深く暗い夜は好きではなかったし、かといって早朝の眩しすぎる太陽の光は鬱陶しく感じた。



だけど、今は違う。



(私はやはり……朝が好きみたいだ)



出来ることなら、フランチェスカと共にこの朝を迎えたかった。

朝起きたら吐息を立てて眠っている彼女が隣にいて、一番に私におはようと言ってくれる。

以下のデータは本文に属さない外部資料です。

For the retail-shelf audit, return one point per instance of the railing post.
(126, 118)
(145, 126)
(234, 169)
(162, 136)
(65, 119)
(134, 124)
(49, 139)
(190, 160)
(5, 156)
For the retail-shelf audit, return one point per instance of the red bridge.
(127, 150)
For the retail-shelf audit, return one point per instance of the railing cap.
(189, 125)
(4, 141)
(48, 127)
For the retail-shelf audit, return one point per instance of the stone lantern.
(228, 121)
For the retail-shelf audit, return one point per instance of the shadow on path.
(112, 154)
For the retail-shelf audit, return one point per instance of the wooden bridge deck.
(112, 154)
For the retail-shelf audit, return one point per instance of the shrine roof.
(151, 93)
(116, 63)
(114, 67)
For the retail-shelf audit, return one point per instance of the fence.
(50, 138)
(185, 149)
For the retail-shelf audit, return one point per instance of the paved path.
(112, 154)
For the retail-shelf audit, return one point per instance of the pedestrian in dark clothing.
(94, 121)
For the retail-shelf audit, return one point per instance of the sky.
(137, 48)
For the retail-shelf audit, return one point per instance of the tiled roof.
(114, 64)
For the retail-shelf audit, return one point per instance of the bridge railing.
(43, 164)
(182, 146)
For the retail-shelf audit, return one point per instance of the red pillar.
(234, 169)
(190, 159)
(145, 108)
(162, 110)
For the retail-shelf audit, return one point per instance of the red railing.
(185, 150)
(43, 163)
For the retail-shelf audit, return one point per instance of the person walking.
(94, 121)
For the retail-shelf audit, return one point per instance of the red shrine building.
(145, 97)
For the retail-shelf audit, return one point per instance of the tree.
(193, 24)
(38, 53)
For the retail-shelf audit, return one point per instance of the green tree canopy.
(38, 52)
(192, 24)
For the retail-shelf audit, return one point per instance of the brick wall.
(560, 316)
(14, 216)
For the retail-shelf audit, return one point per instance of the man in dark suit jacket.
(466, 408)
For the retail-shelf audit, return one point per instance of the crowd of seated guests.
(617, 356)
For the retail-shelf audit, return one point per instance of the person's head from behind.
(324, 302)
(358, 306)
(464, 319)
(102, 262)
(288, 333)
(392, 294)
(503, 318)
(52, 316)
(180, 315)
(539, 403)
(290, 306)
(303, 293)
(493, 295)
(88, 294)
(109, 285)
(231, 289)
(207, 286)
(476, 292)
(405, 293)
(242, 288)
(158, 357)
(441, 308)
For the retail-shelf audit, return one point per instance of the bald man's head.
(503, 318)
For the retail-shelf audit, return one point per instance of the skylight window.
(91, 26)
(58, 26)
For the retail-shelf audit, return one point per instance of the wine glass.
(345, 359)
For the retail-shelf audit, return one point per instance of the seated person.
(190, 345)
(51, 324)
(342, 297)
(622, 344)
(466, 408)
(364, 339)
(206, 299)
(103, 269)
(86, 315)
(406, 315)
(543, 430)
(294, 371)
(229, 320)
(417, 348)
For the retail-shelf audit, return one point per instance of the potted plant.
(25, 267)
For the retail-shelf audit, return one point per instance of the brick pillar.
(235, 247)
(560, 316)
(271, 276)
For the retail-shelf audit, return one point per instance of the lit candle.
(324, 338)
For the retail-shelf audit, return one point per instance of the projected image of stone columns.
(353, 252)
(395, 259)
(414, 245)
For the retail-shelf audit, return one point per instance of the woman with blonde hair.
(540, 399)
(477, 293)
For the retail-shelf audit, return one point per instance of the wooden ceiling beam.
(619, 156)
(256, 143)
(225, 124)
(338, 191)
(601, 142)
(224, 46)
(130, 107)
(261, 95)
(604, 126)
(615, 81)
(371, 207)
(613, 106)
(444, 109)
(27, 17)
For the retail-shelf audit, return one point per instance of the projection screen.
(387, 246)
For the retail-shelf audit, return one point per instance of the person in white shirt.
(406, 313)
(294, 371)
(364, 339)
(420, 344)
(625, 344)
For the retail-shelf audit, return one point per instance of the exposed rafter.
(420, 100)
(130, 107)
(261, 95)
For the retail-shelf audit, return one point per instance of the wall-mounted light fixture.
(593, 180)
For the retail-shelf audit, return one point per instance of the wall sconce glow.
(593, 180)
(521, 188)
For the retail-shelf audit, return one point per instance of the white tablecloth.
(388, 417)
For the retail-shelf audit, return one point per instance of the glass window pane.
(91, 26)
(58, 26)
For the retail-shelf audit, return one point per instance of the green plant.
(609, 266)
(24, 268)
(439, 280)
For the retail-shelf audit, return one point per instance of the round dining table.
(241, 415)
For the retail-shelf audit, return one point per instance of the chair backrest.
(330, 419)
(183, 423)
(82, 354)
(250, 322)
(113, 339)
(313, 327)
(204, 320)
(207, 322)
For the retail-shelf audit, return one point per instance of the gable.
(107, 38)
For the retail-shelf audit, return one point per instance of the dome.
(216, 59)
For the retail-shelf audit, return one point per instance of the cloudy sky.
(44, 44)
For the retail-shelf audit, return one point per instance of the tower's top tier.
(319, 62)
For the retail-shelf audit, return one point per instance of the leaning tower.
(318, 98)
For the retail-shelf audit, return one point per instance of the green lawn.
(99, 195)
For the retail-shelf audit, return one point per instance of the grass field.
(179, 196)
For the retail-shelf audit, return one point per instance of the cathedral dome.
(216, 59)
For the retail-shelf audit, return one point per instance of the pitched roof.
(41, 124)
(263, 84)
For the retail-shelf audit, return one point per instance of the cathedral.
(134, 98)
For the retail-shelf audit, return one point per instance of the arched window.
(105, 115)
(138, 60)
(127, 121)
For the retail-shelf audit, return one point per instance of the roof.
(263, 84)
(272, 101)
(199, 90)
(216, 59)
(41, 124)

眠そうに目をこすりながら私に笑いかける彼女はどれほど美しいだろうか。



「……」

「陛下、何ニヤついてるんですか?」



そのとき、アレクが突然私に話しかけた。



「ッ!!!別にニヤついてなんて……」



どうやら考えていることが顔に出ていたらしい。

アレクに指摘されて顔が真っ赤になる。



アレクはそんな私を面白そうにまじまじと見つめた。



「あ、もしかしてフランチェスカ様のこと考えてました?」



そして、私をからかうように言った。



「ッ!!!」



(な、何でバレるんだ……)



私の心の中を読んだのかアレクが笑いながら言った。



「陛下は気付いてないと思いますけど、フランチェスカ様のことを考えているときの陛下って自然と口角が上がってますし何か嬉しそうなんですよね」

「……………………そうか?」

「はい、陛下結構分かりやすいですよ」



感情が顔に出るだなんて王失格だ。

もっと一国の王としての自覚を持たなければいけないなと思う。



(…………恥ずかしいな)



私は赤くなった顔を隠すようにアレクから顔を逸らした。

そんな私の様子を見たアレクが苦笑いしながら声をかけた。



「陛下、今日の朝は何だか気持ちが良いですね」

「そうだな」



アレクの言う通りだった。

昨日から一睡もしていないのに、不思議と体はそこまで重たく感じなかった。

全く寝ていないとは思えないほど、爽やかな朝だった。



(……こんな朝がずっと続けばいいのにな)



そう思うものの、人生はいつ壊れるか分からない。

一度絶望を経験した私だから言えることだ。



「……」



人生はたった一度しかないのだから後悔の無いように生きなければいけない。

何かを失ってからでは遅いのだ。



「………アレク、お前にしばらく休暇を与えようと思う」

「え、本当ですか!?」



私の提案にアレクは嬉しそうな顔をした。



「ああ、お前はいつも本当によくやってくれているからな。たまには実家に帰って両親を安心させてやったらどうだ」

「……ありがとうございます、陛下!」



アレクは満面の笑みでそう答えた。

その顔を見て、私も心も自然と穏やかになった。